Solving the three major IoT challenges: Power Supply, Software Fragmentation, and Deployment

Have you ever wondered what the cities of the future will look like, from public transport systems to the details of daily life?
The short answer is – the Internet of Things (IoT).

IoT not only realizes the interconnection of devices and systems, but also acts as a key driving force for reforming traditional industries and nurturing new business models. However, there are three major obstacles standing in the way of widespread IoT applications. They are: power supply issues, software fragmentation, and system deployment complexities.

Together, these three challenges form a major barrier to large-scale usage and market penetration of IoT technology. Consequently, technology innovators from a wide range of industries are actively joining forces to develop solutions.

Battery Life Challenges for Battery-Powered Devices? 
Renewable Energy Comes to the Rescue!

IoT technology is developing at a breathtaking rate, and the number of related devices is growing exponentially. According to IoT Analytics’ estimates, the number of connected IoT devices globally grew by 16% in 2023, reaching 16.7 billion active endpoints. By 2027, this number may increase to more than 29 billion. As the number of IoT devices increases, power supply becomes a challenge that needs to be solved urgently. (Courtesy of: https://iot-analytics.com/number-connected-iot-devices/）

Currently, IoT devices are mainly battery-powered. However, devices that need to run for a long time, such as IoT asset trackers, obviously cannot rely on battery power alone. These trackers need to operate continuously, and frequent battery replacement or recharging can be impractical or even operationally impossible.
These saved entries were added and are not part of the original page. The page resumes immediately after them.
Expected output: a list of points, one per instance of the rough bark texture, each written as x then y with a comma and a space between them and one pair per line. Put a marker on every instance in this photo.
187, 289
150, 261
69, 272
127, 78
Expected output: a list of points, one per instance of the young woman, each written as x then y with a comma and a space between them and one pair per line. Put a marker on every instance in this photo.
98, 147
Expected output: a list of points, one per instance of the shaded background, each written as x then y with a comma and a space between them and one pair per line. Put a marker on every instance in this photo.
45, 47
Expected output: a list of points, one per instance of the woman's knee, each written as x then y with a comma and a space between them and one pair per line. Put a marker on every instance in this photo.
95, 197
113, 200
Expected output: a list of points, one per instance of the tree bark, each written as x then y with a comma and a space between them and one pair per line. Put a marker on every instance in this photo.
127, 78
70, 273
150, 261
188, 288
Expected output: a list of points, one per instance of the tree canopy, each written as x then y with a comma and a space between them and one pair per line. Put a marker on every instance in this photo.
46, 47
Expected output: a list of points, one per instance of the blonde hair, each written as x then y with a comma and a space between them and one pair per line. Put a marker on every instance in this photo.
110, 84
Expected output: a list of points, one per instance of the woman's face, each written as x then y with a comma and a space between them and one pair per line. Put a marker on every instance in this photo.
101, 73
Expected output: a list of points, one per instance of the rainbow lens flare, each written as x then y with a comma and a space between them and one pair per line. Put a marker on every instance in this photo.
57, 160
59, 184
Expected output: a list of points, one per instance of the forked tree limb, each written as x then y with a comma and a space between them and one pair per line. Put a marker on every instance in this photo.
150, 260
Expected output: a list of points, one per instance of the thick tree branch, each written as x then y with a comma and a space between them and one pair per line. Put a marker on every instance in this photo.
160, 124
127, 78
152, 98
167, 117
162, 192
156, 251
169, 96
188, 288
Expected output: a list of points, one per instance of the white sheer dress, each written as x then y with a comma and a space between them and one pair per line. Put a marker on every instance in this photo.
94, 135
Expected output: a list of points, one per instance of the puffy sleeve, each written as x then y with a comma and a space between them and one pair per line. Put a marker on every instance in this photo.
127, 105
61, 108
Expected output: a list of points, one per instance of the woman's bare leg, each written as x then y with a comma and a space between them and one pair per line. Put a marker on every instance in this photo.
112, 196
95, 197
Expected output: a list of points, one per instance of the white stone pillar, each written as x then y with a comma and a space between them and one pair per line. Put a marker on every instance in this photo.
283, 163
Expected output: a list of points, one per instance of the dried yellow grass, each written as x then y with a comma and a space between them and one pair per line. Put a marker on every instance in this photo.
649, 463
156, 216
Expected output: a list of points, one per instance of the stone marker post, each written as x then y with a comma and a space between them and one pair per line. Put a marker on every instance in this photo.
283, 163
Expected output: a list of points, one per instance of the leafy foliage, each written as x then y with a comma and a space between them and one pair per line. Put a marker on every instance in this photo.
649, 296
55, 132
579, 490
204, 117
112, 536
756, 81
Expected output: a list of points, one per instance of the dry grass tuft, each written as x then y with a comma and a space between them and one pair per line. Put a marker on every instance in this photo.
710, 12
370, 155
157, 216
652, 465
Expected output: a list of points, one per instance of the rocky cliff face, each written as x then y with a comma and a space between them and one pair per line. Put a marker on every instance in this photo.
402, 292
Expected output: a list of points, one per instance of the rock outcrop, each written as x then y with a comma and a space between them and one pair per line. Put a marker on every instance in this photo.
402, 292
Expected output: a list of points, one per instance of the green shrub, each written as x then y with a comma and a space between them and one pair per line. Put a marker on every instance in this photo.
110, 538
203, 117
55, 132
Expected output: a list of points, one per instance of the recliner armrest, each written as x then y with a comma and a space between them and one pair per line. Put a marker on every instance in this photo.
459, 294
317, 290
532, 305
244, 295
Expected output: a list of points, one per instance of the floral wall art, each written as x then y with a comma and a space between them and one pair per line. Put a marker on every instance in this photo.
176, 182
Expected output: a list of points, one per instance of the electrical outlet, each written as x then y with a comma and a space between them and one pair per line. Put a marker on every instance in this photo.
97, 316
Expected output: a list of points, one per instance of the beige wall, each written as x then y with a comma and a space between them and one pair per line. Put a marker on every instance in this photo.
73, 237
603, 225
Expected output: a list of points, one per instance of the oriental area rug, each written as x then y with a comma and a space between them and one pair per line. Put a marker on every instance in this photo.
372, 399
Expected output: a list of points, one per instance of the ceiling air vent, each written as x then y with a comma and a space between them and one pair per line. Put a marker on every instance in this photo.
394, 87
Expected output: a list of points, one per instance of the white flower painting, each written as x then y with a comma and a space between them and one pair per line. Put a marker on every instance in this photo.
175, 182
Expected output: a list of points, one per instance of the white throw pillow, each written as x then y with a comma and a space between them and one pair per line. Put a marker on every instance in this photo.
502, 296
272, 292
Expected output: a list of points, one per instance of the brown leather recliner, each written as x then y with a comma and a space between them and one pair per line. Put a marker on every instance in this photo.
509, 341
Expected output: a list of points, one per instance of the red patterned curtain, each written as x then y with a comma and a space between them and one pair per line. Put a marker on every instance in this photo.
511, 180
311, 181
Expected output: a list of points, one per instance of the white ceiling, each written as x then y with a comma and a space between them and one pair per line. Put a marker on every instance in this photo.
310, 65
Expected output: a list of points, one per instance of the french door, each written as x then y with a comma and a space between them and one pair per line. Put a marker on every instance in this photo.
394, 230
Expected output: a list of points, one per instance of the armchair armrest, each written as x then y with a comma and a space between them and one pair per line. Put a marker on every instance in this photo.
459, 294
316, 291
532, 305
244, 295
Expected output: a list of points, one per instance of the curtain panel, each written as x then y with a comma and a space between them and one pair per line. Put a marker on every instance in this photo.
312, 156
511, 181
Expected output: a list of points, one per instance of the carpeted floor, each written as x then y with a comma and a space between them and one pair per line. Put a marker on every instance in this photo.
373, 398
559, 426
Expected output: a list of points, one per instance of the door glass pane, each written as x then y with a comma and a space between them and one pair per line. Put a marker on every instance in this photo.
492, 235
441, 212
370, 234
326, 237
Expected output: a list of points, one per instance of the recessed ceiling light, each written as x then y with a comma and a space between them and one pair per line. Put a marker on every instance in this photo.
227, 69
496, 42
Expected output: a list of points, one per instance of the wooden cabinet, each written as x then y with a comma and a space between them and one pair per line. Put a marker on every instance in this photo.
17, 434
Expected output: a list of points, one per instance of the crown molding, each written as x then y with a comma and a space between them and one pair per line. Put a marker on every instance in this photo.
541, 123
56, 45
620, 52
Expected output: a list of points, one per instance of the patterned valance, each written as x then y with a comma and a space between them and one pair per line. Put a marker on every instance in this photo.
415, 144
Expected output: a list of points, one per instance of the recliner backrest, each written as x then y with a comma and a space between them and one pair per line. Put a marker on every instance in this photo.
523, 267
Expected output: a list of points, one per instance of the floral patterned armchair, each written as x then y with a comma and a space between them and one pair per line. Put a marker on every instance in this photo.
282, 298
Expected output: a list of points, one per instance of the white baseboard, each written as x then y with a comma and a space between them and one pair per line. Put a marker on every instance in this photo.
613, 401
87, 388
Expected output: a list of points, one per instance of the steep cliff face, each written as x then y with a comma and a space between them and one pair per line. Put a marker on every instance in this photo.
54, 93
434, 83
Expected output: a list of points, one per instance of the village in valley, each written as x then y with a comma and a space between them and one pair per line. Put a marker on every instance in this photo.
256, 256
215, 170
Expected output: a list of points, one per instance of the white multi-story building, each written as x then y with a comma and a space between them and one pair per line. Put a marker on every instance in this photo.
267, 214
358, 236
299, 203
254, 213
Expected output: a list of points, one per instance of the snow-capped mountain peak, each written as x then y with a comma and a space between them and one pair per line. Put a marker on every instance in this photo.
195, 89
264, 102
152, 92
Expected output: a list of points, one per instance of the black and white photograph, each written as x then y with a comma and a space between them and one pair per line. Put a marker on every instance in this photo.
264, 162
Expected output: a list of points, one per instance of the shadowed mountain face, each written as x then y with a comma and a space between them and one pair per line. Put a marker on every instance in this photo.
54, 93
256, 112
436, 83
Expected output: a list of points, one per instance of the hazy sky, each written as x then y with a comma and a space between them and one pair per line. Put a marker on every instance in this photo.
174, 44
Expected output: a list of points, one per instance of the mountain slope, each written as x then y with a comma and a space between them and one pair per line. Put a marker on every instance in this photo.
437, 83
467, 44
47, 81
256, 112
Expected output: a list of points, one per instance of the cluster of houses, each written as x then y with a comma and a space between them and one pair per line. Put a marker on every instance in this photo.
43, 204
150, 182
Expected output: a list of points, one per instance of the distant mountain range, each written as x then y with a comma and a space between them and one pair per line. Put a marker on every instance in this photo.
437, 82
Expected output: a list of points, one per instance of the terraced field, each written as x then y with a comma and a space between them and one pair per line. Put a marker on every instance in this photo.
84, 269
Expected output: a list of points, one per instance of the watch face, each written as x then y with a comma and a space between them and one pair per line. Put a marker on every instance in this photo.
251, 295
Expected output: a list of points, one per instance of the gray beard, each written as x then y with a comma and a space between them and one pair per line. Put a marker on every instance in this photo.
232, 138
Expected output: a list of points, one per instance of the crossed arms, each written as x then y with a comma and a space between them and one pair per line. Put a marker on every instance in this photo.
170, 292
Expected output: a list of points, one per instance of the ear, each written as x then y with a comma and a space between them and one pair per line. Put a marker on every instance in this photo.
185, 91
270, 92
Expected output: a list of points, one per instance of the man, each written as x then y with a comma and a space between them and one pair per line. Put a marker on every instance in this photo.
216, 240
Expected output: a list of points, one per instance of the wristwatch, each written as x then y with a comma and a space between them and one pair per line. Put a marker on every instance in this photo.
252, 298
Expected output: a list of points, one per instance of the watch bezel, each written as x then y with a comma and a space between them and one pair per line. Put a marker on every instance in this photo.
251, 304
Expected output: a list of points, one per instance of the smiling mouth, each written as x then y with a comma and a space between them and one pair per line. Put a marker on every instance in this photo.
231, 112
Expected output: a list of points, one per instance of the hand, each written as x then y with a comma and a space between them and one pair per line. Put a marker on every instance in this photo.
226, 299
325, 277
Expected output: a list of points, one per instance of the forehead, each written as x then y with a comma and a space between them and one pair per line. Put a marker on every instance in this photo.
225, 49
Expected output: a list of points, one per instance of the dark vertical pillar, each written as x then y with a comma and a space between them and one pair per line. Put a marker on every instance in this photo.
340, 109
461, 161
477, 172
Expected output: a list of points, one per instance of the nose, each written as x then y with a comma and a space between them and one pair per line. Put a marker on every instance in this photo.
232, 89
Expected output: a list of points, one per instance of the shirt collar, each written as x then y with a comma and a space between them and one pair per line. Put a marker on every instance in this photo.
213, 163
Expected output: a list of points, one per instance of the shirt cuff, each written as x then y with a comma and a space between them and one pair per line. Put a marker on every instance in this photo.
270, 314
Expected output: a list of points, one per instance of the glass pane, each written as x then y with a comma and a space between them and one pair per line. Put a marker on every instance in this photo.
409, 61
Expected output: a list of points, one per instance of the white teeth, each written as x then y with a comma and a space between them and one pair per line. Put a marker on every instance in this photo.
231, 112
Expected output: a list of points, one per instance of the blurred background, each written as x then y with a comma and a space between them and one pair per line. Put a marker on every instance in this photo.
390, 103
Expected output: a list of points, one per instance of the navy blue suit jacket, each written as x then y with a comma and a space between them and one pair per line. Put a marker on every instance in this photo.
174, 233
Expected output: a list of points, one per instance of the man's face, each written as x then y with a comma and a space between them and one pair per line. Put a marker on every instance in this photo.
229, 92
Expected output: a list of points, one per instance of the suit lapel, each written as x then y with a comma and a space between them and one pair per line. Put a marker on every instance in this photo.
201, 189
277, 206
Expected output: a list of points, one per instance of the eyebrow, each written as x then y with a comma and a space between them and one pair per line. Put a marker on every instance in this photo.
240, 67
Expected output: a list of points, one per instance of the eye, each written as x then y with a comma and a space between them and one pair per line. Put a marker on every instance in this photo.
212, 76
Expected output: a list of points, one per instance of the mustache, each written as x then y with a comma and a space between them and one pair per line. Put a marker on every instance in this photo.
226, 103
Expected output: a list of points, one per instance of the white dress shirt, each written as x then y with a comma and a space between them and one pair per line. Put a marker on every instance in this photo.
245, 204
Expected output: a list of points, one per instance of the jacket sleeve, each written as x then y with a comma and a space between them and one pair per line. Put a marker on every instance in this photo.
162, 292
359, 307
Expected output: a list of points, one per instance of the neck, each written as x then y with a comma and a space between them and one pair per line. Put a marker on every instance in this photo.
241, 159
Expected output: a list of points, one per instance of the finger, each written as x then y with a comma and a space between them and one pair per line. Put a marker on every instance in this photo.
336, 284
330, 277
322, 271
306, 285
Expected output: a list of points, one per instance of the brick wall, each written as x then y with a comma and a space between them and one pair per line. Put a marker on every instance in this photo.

One way of overcoming this problem is to use rechargeable power sources, or utilizing renewable energy sources such as solar panels and thermoelectric devices, to provide the tracker with a permanent source of energy. In addition, the combined use of efficient wireless microcontrollers and advanced energy management technology can significantly reduce the tracker’s energy consumption, thereby extending its lifespan. Such innovative solutions not only help to solve power supply issues, but also improve the overall efficiency and reliability of IoT devices.

Windows’ New Initiative Farewells the Fragmentation of IoT Devices

In the world of IoT, Arm-based processors and microcontrollers are often found in connected products due to their remarkably low power consumption. However, the lack of unified standards for the software used in these products has resulted in a highly fragmented embedded software market. This, in turn, increases design complexity and its associated risks.

In the past, the Windows operating system ran mainly on devices based on the x86 architecture. Otherwise, it needed to be emulated to run on different core architectures. Both methods had their limitations. In what amounts to a breakthrough, Microsoft has made a strategic adjustment and adapted Windows 10 IoT Enterprise Edition to the Arm architecture – Windows IoT Enterprise on Arm, thus providing more choices for original equipment manufacturers (OEMs). This change allows IoT edge devices to use low-power Arm processors, while also enjoying the powerful functions and extensive development framework support offered by Windows. It greatly expands the application scope of Windows in the IoT field.

Semiconductor company NXP has also developed a board support package (BSP) to enable its i.MX 8M System on Chip (SoC) to run Windows IoT Enterprise on Arm. This enables NXP i.MX 8M-based devices to seamlessly run Windows 10 IoT Enterprise, bringing stronger computing power and a wider variety of features to IoT devices.

Cloud Platforms Help IoT Overcome Deployment Difficulties

IoT is distinguished by its ability to connect billions of devices and sensors, to collect and process massive amounts of data. The deployment of so many devices not only requires significant manpower and material resources, but also poses multiple challenges such as data management, device security and network stability. The integration of cloud platforms will undoubtedly become increasingly helpful in solving the problems of IoT deployment. Cloud platforms provide a flexible and scalable environment that can effectively manage IoT devices and data on a large scale. They enable enterprises to control equipment remotely and monitor system status in real time, thereby simplifying management processes and reducing operating costs. Furthermore, the impressive data processing and storage capabilities of cloud platforms provide necessary back-end support for IoT.

Avnet’s Fischer Technik Robotics Sensor Station IoT has successfully integrated NXP’s i.MX SoC with Windows IoT Enterprise. This solution is powered by Avnet’s Solution Acceleration Software, IoTConnect. By providing intermediary software between the network edge and core, it eliminates the hassle of connecting edge devices to cloud platforms.

Clearly, cloud platforms promote connection and integration between different devices and systems. In an industry cloud environment, cloud platforms can serve as intermediaries between a variety of IoT devices and business applications, ensuring the smooth flow of data and seamless integration of different systems.

Conclusion

In summary, solving the three major challenges of power supply, software fragmentation, and deployment is essential for the large-scale development and implementation of IoT. As these problems are gradually solved, IoT will usher in a mind-boggling number of new applications that will completely transform the cities of the future. It is simply a matter of time.